I dont want to be too harsh but I wouldnt find this useful (and my job depends a lot on crawling data)
1. When most people scrape data, they generally are interested in a very specific niche subset of the web. Sure you might have a billion row database of every article ever publisbed, but do you have all the rows of every item sold in FootLocker.com, for instance? As well as the price of each item(which is extracted from some obscure xpath)
2. Second, most people are interested in daily snapshots of a page. Like the daily prices of items in an ecommerce store. Not a static, one time snapshot.
I strongly believe crawling is something that can rarely be productized. the needs are so different for every use case. And even if you were to provide a product that would make crawling obsolete, I would still never use it. Because I dont trust you crawled the data correctly. And clean, accurate data is everything
From what I understand this is not trying to solve the typical e-commerce problem of closely watching your competitors selling something, but rather trying to provide a database to people interested in content on the web.
It probably won't solve the problems you're working on, but I could imagine quite a lot of interesting text analysis cases.
I haven't tried Mixnode yet, but the way I understand it, it lets you query websites and retrieve their HTML content that you can then parse - without you having to crawl the site. Looking at their Github, they seem to utilize WARC, so they may also allow you to request the website for certain timestamps?
That being said, I find this highly interesting, if it works like that. We are working on a peer-to-peer database that lets you query a semantic database, popularized mostly by public web data, but with strong guarantees of accurate and timely data, and this could be a great way to write more robust linked-data converters.
What if the product was a framework for sourcing, aggregating, and visualizing data? When the user is put in control, you don't need to trust the product to do these things for you - it simply enables you to do what you want.
I think this is where the web is headed - where common users gain the ability to perform tasks that currently only developers or technical experts can do.
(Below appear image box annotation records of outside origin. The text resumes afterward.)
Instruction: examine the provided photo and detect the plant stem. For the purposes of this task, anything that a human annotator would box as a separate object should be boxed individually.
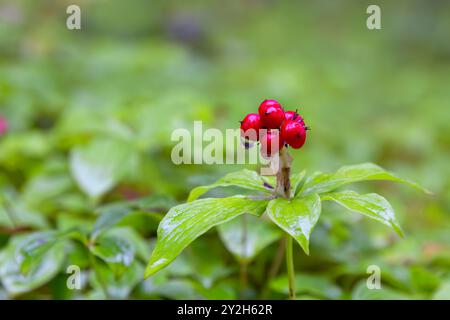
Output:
[276,148,295,300]
[276,148,292,199]
[261,238,286,300]
[286,235,295,300]
[240,214,248,299]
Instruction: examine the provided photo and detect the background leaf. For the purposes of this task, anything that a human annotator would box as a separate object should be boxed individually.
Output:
[70,139,137,198]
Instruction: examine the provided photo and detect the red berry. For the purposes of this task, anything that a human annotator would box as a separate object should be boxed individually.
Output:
[0,116,8,135]
[281,120,306,149]
[241,113,261,141]
[284,111,305,126]
[261,130,283,158]
[258,100,285,129]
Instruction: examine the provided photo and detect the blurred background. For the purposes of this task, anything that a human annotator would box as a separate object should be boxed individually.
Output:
[0,0,450,299]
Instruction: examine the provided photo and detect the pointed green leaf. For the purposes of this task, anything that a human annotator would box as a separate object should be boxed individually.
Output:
[89,236,135,275]
[218,215,282,262]
[300,163,429,195]
[322,191,403,237]
[267,194,321,254]
[145,196,268,277]
[187,169,273,202]
[0,234,66,297]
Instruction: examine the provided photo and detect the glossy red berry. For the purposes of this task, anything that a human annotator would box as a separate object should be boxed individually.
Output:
[0,116,8,136]
[258,100,285,129]
[281,120,306,149]
[284,110,305,126]
[261,130,283,158]
[241,113,261,141]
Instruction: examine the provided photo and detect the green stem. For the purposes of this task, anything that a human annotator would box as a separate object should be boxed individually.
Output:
[286,235,295,300]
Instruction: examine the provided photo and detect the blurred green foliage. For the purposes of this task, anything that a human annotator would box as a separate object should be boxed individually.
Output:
[0,0,450,299]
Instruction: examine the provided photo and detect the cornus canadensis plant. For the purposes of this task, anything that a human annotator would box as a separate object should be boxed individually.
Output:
[0,116,8,136]
[145,100,427,299]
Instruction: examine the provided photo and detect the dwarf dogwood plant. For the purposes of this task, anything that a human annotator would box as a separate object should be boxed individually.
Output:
[145,100,426,299]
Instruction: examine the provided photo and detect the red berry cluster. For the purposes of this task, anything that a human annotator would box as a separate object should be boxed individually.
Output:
[241,100,308,157]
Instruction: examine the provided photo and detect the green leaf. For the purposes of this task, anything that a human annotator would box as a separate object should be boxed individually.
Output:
[300,163,429,196]
[269,274,342,299]
[322,191,404,237]
[70,139,138,198]
[90,260,144,299]
[267,194,321,254]
[187,169,273,202]
[0,235,65,296]
[432,280,450,300]
[90,236,135,274]
[145,196,268,277]
[218,215,282,262]
[352,280,418,300]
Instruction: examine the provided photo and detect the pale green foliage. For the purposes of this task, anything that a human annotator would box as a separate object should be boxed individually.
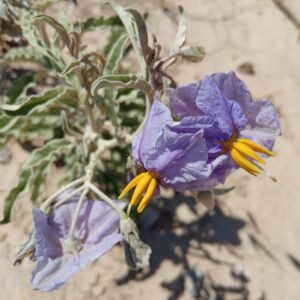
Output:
[0,0,204,223]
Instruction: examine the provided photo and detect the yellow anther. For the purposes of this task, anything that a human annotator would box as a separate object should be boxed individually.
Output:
[231,148,260,175]
[130,172,152,205]
[118,172,147,199]
[119,171,158,214]
[238,138,275,156]
[233,140,266,164]
[138,178,157,213]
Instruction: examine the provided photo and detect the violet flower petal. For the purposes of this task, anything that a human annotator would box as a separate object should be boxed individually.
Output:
[31,197,122,291]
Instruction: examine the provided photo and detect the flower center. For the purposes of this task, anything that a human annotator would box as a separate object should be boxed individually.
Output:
[223,132,276,181]
[119,171,158,214]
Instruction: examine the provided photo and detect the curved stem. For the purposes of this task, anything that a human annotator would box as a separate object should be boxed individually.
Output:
[53,185,85,208]
[40,177,85,212]
[88,183,126,219]
[69,184,89,240]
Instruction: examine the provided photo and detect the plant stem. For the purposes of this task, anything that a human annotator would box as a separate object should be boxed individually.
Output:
[54,185,85,208]
[69,184,89,241]
[88,183,126,219]
[40,177,85,213]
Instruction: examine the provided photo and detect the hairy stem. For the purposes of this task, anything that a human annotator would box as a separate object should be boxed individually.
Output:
[40,177,85,213]
[89,183,126,219]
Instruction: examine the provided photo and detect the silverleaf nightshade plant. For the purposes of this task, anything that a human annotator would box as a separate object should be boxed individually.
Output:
[0,0,280,291]
[31,191,122,291]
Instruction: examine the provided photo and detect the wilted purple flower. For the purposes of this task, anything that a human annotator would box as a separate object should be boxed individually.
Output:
[169,72,281,190]
[31,191,121,291]
[119,99,207,212]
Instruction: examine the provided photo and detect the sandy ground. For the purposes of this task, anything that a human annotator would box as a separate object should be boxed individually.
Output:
[0,0,300,300]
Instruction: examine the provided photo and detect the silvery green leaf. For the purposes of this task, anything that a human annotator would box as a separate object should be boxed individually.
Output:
[62,60,84,76]
[173,6,187,52]
[192,190,216,209]
[21,10,62,67]
[83,16,123,30]
[126,8,151,61]
[0,46,45,70]
[0,86,77,116]
[108,0,147,76]
[33,15,70,45]
[0,147,12,164]
[103,35,128,75]
[102,28,124,56]
[5,72,33,103]
[91,75,153,99]
[179,46,205,63]
[120,218,152,270]
[32,0,66,11]
[0,139,73,224]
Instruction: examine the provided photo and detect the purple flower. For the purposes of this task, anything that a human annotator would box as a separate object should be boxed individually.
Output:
[31,191,121,291]
[119,97,208,212]
[169,72,281,190]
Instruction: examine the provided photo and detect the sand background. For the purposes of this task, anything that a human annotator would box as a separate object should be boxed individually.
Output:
[0,0,300,300]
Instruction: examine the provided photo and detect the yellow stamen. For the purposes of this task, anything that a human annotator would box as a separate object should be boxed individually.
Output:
[233,140,266,164]
[223,132,276,181]
[231,148,260,175]
[238,138,275,156]
[119,172,157,214]
[138,178,157,213]
[118,172,147,199]
[130,172,152,205]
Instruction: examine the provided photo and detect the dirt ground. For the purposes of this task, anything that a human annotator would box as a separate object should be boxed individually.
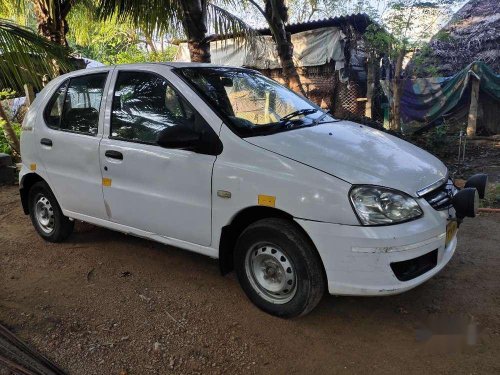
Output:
[0,187,500,375]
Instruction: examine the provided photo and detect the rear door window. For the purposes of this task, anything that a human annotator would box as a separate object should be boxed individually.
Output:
[44,80,69,129]
[60,73,107,135]
[111,71,197,144]
[44,72,108,135]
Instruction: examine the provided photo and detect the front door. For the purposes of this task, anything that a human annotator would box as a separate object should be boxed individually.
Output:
[99,70,216,246]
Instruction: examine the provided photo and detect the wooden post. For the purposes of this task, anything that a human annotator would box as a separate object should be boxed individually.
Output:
[467,75,481,137]
[24,84,35,107]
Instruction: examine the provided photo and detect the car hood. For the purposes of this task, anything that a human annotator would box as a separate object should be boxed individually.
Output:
[245,121,447,196]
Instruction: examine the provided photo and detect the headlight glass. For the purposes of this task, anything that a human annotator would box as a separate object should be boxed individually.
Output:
[350,186,422,225]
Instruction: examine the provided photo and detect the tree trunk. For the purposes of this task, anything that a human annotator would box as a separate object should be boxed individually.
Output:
[144,32,158,53]
[33,0,74,47]
[365,54,377,118]
[467,76,481,137]
[264,0,305,96]
[390,48,406,132]
[0,101,21,159]
[180,0,210,63]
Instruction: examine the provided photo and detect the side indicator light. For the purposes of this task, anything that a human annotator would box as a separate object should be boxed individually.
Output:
[217,190,231,199]
[258,194,276,207]
[102,177,111,187]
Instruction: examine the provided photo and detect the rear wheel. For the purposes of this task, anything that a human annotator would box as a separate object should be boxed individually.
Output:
[29,182,74,242]
[235,218,325,318]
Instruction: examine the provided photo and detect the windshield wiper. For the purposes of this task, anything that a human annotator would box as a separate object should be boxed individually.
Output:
[313,109,330,125]
[280,108,319,122]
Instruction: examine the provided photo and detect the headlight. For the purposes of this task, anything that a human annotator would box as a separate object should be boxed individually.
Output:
[349,186,422,225]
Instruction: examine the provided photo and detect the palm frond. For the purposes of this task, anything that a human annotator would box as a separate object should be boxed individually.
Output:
[0,19,72,92]
[97,0,182,34]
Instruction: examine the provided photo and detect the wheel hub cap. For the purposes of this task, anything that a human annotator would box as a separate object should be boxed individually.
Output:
[245,244,297,304]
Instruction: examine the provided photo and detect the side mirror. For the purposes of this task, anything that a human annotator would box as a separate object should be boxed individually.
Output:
[156,125,201,150]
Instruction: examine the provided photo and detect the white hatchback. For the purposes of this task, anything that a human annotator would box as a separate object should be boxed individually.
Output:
[20,63,487,317]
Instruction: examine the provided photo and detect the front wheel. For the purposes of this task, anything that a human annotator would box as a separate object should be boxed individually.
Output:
[235,218,325,318]
[29,182,74,242]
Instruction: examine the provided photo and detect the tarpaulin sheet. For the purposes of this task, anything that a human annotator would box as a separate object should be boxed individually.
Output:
[380,62,500,129]
[175,27,345,69]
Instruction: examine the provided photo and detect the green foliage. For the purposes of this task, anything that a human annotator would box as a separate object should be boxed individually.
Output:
[0,19,71,88]
[0,88,16,100]
[68,15,177,65]
[0,119,21,155]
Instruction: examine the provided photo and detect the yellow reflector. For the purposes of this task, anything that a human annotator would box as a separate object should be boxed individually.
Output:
[258,194,276,207]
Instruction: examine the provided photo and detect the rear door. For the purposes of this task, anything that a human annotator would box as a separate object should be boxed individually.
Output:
[35,71,108,219]
[100,66,216,246]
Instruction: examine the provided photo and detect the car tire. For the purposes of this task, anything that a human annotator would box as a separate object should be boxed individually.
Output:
[234,218,325,318]
[28,181,75,242]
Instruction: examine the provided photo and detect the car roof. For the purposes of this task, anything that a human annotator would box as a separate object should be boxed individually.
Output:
[57,61,254,81]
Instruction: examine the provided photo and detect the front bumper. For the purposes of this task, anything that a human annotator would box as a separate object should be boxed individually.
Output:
[296,201,457,296]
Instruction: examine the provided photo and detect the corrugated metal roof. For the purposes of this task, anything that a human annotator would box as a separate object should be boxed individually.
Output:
[257,13,373,35]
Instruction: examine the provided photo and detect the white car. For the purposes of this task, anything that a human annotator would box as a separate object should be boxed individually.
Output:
[20,63,486,317]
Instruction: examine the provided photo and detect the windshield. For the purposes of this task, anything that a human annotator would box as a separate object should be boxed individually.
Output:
[175,67,334,137]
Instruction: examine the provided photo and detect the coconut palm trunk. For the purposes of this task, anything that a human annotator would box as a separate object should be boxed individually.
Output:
[181,0,210,63]
[33,0,76,47]
[390,48,406,132]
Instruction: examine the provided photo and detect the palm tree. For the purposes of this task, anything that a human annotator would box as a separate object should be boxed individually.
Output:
[0,19,71,155]
[32,0,79,47]
[0,0,84,47]
[98,0,252,62]
[248,0,305,96]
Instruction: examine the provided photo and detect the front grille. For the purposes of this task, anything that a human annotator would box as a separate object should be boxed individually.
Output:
[423,180,456,211]
[391,249,437,281]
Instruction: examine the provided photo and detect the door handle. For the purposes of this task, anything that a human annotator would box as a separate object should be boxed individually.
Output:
[104,150,123,160]
[40,138,52,147]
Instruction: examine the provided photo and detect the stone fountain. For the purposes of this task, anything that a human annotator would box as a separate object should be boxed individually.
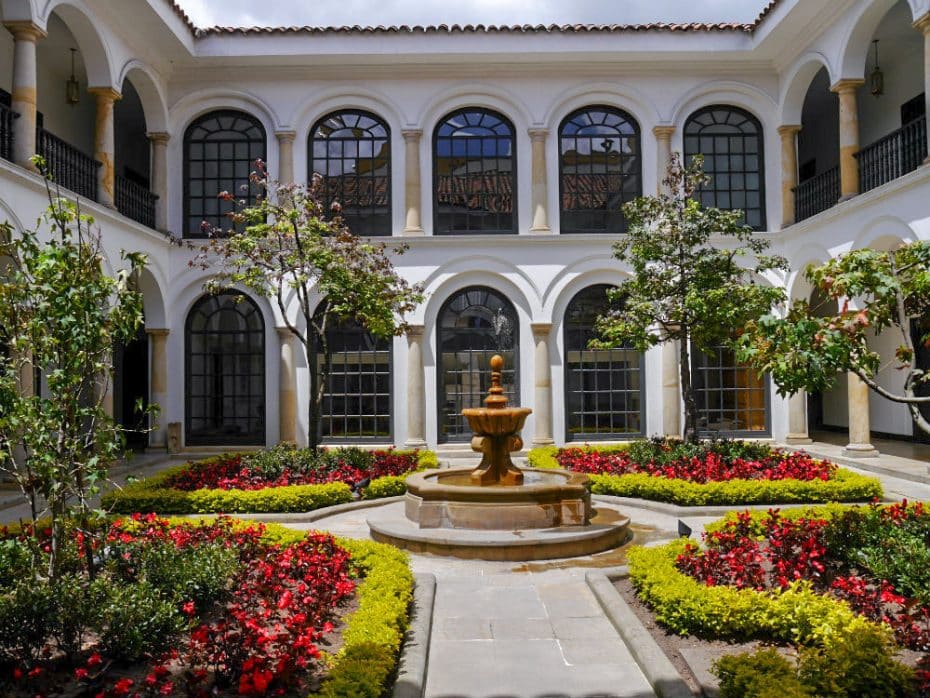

As a data engineer who needs to crawl websites sometimes, Mixnode looks interesting to me. I agree that it is hard to make scraping a product because it is so use case specific. However crawling, defined as downloading all HTML, PDF, images on a given site, is a pretty common first step and something that could be a product. Then turning that into SQL sounds pretty awesome.
This. I write crawler software (adapters mostly) for the same client, and I could never figure out anneasy way for my client to specify the xpath/case paths in a meaningful way and extract the data.
Every crawler task requires different paging methods, different xpath patterns, etc that it makes things more complicated to generalize it.
There is a product (several of them from one company, actually) for crawling, but it's more of a tooling than a end-user product https://scrapinghub.com
> but do you have all the rows of every item sold in FootLocker.com, for instance? As well as the price of each item(which is extracted from some obscure xpath)
What if they did? Would you buy it then? What could they possibly offer you before you'd be willing to use their product?
I don't think it's actually wrong to call it an alternative. If someone says that going to a restaurant is an alternative to cooking, you know exactly what they mean. It's not an alternative method, but it is an alternative choice.
The problem is that there are two valid interpretations here, and it wasn't clear which was the right one.
Ah, the latest company to replicate ql2's WebQL from the 90s.
https://www.directionsmag.com/article/2901 and still at https://www.ql2.com. Props to Ted Kubaitis who developed WebQL on the side and grew it into a very helpful company for data collection, price tracking, etc.
I am definitely looking forward to seeing more projects like these which will be helpful in transitioning us from Web2.0 to Web3.0
I think the main hurdle we face in transitioning the web we know today to the vision behind all these projects is companies that have already aggregated huge volumes of data. (e.g. Facebook, LinkedIn, Angelist, CrunchBase, Yelp)
They are now doing their best to protect their data to secure their competitive moat. This has the effect of preventing data from being utilized in other ways than was originally intended.
I did write a post about this topic before around 3 months ago as well..
Interesting product. BTW: 10 times posted in HN, first time they’re trending (if you click the domain you’ll see the list). Persistence pays I guess :)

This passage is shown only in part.